Pet retailer set to become one of Dayton’s largest private employers

Pet retailer Chewy might hire twice as many workers at its new fulfillment center as initially projected, which would place it among the larger private employers in the city.

The e-commerce pet supplies company committed to employing about 600 workers within a few years of moving into a new facility on Lightner Road at the Dayton International Airport.

But Pete Krillies, Chewy’s vice president of real estate and facilities, told the Dayton Daily News its actual payroll could top more than 1,000 in that time.

MORE: Dayton might give pet retailer $450k for to lure 600 new jobs

“With the ramp up we’re going to have with this building, that number could double in the first three years,” he said.

The airport has turned into a regional job engine, and conservative estimates indicate that the first five new facilities at the airport could employ about 2,200 workers.

Chewy, an online retailer based in Dania Beach, Fla., is going to occupy a 690,500-square-foot building at the airport that is under construction. Chewy expects to move in by the end of June.

Late last year, Chewy officials said the new fulfillment center would bring about 600 jobs to the area.

But this week, Krillies said the actual number of new workers could be double that estimate.

The new facility has the capacity for around 1,500 workers. Krillies said his company should know more about the employment plans within the first year of the facility’s operation.

New jobs will include everything from material handling to office administration to forklift operators and skilled positions, Krillies said.

MORE: Report: Pet supplies company signs lease on huge facility near Dayton airport

The new facility will be Chewy’s Midwest hub, which will help the company achieve its goal of getting packages to customers within 48 hours of orders being placed, Krillies said.

The company, which was purchased by PetSmart in 2017, stands out from the competition because of its culture and major focus on customer service, Krillies said.

The 7-year-old company has been growing quickly and by far holds the largest segment of the online pet food and supplies market.

Dayton’s facility will be its eighth U.S. fulfillment center, which may follow the lead of some of Chewy’s other fulfillment centers that far exceeded the original job projections.

Chewy's fulfillment center in Wilkes-Barre, Pa., originally was expected to employ about 600 workers, according to reports at the time.

Later, the company said the center "eventually" was supposed to grow to 1,000 employees, according to the Times Leader.

Eventually came quickly: The payroll grew to 1,000 in less than one year.

Late last year, the center had hired about 1,400 workers and were looking for 200 more, according to the Citizens' Voice.
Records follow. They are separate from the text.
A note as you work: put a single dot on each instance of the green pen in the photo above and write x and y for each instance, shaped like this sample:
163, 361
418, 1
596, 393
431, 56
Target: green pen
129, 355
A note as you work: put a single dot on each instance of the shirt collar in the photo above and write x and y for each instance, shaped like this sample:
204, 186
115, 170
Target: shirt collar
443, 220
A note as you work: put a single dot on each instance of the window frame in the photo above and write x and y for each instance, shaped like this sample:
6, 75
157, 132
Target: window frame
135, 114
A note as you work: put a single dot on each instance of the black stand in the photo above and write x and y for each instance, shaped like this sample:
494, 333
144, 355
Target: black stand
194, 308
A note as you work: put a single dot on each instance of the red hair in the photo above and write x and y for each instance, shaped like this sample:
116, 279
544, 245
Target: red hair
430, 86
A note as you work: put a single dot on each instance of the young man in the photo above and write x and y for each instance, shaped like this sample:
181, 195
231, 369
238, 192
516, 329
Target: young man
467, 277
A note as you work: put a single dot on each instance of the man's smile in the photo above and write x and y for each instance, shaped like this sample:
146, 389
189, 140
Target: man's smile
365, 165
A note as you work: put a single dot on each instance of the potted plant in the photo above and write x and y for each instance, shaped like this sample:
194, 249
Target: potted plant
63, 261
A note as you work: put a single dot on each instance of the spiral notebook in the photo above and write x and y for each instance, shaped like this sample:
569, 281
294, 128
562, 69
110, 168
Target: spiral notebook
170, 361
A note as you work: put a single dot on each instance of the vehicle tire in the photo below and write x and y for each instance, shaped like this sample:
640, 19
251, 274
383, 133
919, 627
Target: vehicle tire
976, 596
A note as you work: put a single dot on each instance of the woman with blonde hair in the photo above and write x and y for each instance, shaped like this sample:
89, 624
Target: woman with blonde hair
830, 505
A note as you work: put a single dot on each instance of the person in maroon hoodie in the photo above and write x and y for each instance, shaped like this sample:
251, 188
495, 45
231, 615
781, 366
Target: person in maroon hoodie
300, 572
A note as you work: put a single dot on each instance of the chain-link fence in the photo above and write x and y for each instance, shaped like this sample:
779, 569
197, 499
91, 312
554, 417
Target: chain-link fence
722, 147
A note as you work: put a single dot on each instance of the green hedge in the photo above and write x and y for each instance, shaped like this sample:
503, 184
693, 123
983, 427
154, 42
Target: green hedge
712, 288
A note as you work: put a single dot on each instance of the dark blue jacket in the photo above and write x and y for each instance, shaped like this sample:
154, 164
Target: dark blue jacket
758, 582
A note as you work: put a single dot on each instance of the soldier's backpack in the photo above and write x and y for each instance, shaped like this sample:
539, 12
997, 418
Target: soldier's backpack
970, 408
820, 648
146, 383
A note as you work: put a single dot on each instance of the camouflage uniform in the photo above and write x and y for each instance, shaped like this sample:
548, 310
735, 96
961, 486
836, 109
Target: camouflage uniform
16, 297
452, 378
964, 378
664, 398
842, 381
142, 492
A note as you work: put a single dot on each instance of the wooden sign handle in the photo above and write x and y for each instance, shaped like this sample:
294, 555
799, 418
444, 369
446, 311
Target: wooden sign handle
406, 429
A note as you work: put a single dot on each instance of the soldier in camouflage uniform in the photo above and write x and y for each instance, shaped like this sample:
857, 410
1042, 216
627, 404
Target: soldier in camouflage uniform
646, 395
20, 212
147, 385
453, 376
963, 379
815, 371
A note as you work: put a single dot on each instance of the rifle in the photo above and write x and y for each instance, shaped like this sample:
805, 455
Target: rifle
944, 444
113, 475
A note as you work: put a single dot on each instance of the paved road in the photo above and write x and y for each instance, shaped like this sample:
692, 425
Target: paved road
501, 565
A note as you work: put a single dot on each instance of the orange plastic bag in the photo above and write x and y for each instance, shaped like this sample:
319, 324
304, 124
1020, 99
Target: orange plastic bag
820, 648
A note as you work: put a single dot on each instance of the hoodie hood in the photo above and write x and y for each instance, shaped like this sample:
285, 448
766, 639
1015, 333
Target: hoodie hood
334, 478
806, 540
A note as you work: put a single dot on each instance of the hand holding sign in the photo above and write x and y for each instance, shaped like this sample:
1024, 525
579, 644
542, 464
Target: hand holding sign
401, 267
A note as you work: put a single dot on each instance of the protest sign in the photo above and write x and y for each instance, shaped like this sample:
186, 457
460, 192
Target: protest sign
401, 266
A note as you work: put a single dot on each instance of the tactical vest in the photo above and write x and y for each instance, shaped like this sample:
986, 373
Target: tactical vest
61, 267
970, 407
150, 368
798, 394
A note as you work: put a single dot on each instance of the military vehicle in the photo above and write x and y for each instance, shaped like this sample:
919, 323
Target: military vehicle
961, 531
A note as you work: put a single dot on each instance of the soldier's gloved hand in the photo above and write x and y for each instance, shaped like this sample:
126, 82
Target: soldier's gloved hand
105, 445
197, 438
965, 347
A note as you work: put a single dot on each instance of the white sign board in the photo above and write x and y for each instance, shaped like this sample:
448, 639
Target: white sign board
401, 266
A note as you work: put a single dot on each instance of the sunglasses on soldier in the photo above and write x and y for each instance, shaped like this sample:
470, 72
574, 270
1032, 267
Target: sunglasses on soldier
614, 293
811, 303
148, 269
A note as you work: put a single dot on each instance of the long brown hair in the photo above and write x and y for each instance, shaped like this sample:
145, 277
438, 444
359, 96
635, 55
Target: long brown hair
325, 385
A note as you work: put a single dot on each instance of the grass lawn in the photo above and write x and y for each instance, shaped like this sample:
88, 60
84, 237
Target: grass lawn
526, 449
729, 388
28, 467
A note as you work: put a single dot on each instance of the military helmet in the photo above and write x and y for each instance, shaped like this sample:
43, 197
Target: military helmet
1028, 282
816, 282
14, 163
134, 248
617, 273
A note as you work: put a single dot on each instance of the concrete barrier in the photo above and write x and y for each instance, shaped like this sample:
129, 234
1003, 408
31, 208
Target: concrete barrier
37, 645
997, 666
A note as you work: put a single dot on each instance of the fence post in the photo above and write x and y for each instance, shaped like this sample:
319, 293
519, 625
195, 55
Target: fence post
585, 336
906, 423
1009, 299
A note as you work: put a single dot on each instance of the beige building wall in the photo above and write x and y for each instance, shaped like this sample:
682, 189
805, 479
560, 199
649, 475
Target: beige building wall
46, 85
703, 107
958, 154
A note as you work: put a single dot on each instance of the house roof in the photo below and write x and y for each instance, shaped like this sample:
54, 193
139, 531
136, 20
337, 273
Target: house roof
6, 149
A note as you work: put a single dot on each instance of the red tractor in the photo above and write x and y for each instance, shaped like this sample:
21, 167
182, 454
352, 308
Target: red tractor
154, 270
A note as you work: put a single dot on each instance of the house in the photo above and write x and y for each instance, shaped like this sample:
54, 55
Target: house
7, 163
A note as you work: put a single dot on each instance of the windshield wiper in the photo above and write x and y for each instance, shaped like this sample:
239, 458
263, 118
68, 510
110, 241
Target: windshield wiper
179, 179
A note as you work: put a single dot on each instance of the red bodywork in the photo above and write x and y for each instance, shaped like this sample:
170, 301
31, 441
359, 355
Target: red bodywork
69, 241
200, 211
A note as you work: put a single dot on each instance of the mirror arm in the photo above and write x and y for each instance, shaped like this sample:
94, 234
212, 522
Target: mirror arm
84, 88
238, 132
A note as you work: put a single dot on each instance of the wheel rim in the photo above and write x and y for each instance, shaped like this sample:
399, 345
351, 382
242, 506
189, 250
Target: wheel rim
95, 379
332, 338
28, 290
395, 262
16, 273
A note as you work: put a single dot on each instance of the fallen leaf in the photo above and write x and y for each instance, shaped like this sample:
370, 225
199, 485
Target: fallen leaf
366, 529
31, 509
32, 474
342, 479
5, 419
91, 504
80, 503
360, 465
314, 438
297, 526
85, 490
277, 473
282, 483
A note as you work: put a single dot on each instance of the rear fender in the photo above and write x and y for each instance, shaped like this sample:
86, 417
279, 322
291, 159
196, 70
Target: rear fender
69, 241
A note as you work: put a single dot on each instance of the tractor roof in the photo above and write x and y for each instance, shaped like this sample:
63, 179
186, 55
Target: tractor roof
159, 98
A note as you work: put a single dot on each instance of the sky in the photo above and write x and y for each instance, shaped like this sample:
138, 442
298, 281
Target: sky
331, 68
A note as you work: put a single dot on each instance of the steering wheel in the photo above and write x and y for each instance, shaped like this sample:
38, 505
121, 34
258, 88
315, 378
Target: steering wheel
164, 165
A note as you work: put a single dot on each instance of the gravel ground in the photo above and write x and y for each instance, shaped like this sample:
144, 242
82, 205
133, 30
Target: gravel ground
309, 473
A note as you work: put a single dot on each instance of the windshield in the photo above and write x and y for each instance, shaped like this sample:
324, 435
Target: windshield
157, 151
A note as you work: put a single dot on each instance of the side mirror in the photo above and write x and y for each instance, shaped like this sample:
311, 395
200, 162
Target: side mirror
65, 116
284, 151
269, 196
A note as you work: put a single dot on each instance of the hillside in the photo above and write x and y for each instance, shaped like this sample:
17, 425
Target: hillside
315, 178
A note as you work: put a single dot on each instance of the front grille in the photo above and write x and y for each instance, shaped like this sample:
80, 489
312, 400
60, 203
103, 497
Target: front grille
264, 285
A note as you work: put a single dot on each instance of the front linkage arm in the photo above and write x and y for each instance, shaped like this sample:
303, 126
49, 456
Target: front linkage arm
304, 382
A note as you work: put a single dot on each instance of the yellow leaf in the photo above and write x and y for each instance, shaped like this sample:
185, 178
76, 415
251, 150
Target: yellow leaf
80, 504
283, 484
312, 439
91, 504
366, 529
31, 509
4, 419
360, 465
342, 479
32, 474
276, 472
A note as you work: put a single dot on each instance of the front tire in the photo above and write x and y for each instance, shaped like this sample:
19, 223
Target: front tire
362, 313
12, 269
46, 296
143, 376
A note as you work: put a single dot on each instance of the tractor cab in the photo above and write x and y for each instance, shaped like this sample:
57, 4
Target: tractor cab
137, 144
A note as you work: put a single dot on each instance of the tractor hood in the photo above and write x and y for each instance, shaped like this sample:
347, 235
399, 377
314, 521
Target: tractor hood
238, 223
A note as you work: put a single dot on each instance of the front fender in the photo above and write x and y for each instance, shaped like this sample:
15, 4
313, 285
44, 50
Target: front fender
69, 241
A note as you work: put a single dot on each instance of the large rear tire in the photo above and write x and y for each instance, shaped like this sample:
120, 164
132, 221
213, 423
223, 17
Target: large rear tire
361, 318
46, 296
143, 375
MORE: Ohio OKs credits to bring 600 Chewy.com jobs to Dayton, 1,400 jobs to region

Dayton’s fulfillment center may get a lot more than 600 jobs if Chewy adds shifts as it ramps up, said Terry Slaybaugh, Dayton’s director of aviation.

Spectrum Brands, which moved into a large facility at the Dayton airport, expected to employ about 345 people at the property. But Slaybaugh said it flexes up to more than 500 workers during busy times.

Dayton was one of four “finalist” locations Chewy was considering, and location was the most important consideration, Krillies said.

But Dayton’s culture, labor force and strong partnerships between economic agencies and organizations made it rise above the rest, he said.

Chewy, which has agreed to lease the building for 10 years, chose Dayton in large part because of its proximity to the company’s customers and the available workforce, said Erik Collins, Montgomery County’s director of community and economic development.

The city of Dayton agreed to provide Chewy with up to $450,000 through an annual performance grant.

The city will make five payments to Chewy over five years. The payments will be equal to a quarter of Chewy’s prior year payroll income tax withholdings.

“We are tying this grant to jobs that will be created and income tax revenue that we will have received in hand,” said Ford Weber, Dayton’s economic development director.

This was a very competitive project that will result in $45 million of capital investment in the site, Weber said.